Strong Long-Range Spin-Spin Coupling via a Kerr Magnon Interface

TL;DR

This paper proposes a method to achieve strong long-range spin-spin coupling using Kerr magnons in a yttrium-iron-garnet nanosphere, enabling quantum state transfer and nonlocal gates.

Contribution

It introduces a novel scheme utilizing Kerr magnon effects to exponentially enhance spin-magnon coupling over micrometer distances for quantum information processing.

Findings

Magnon squeezing enhances spin-magnon coupling exponentially.

Strong spin-spin coupling enables high-fidelity remote quantum gates.

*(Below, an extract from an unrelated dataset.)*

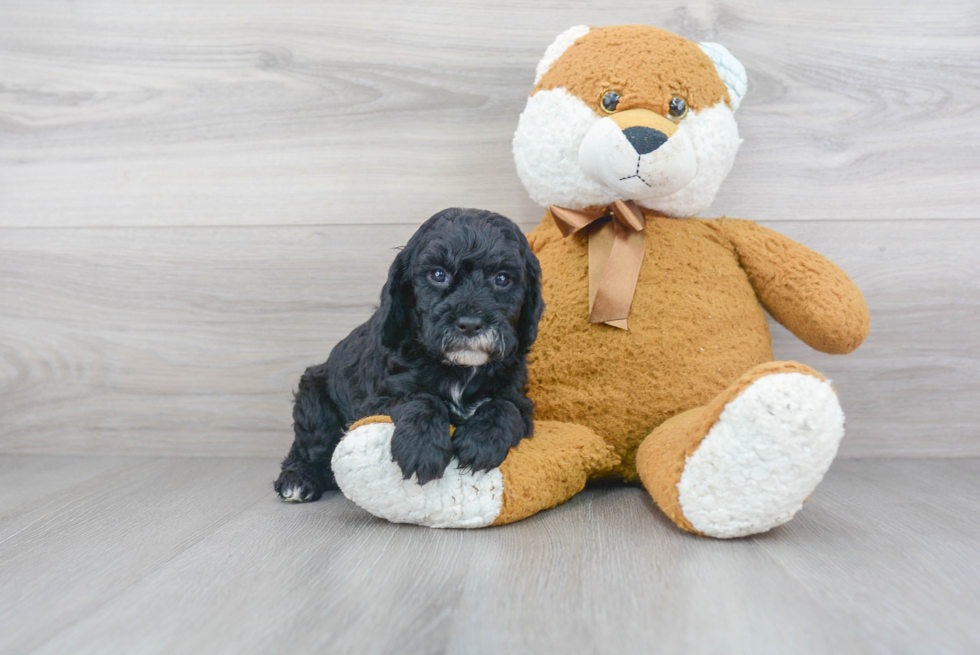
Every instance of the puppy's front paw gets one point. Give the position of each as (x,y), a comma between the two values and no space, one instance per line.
(420,444)
(294,487)
(482,443)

The scheme is feasible for quantum information processing among distant spins.

Abstract

Strong long-range coupling between distant spins is crucial for spin-based quantum information processing. However, achieving such a strong spin-spin coupling remains challenging. Here we propose to realize a strong coupling between two distant spins via the Kerr effect of magnons in a yttrium-iron-garnet nanosphere. By applying a microwave field on this nanosphere, the Kerr effect of magnons can induce the magnon squeezing, so that the coupling between the spin and the squeezed magnons can be exponentially enhanced. This in turn allows the spin-magnon distance to increase from nano- to micrometer scale. By considering the virtual excitation of the squeezed magnons in the dispersive regime, strong spin-spin coupling mediated by the squeezed magnons can be achieved, and a remote quantum-state transfer, as well as the nonlocal two-qubit ISWAP gate with high fidelity becomes implementable. Our approach offers a feasible scheme to perform quantum information processing among distant spins.